4Pure: Inspiration Italian spring table
Recipe: Shrimp Soup with Ricotta
Ingredients (6 persons):
- 1 onion , quartered;
- shrimp peeling waste, washed thoroughly;
- 2 sprigs of parsley;
- 1 bay leaf;
- 1 carrot, in three pieces;
- 1 celery stalk, in three pieces;
- 5 black peppercorns;
- Salt and pepper;
- 1 liter of water.
Shrimp Soup with Ricotta:
- 1 tablespoon butter;
- 1 onion, finely chopped;
- 2 cloves garlic, finely chopped;
- 6 tomatoes;
- 500 ml shrimp broth (recipe above);
- 250 ml dry white wine;
- 2 sprigs of rosemary;
- salt and pepper;
- 100 grams of ricotta;
- 250 grams of peeled shrimp;
- 3 sprigs parsley, leaves finely chopped.
Put all ingredients in a large pan and bring to a boil. Let the broth simmer for 20 minutes. Strain the broth first through a coarse sieve and then through a sieve in which you place a cheesecloth (or towel).
Shrimp Soup with ricotta
Peel the tomatoes, remove the seeds and cut them into small cubes. Skinning tomatoes is easy when you cut a small cross in the bottom of the tomato. Then dip the tomatoes in boiling water for 15 seconds. Transfer the tomato then to a bowl of iced water and leave it for a while. By then the skin of the tomato will peel of easily.

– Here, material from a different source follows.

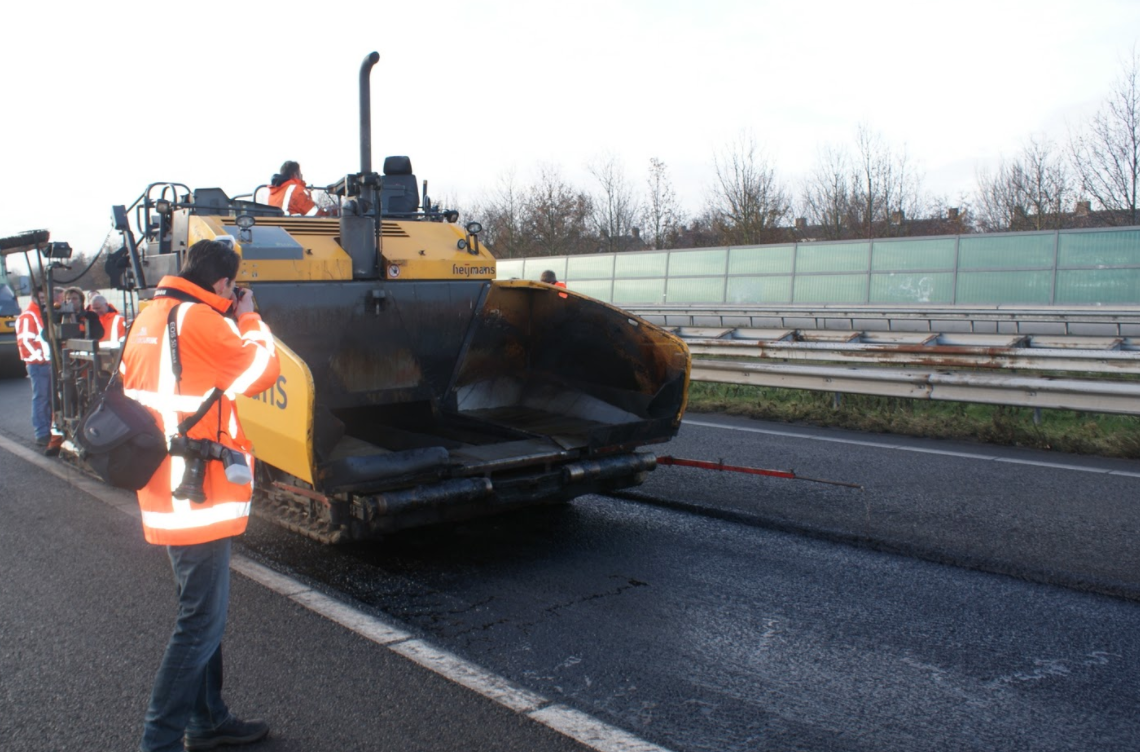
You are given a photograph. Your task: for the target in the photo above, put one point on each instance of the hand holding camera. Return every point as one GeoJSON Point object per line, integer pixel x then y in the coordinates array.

Melt the butter and sauté the onion 3 minutes. Add the garlic and stir-fry for 1 minute. Add the diced tomatoes and stir fry for 30 seconds. Then pour in the shrimp broth, wine and add the rosemary. Bring to the boil and simmer for 10 minutes . Add the ricotta. Puree the soup in a blender or in a blender . Season with salt and pepper . Put the shrimp in the soup and cook for another 5 minutes. Put the soup in a bowl and sprinkle with parsley.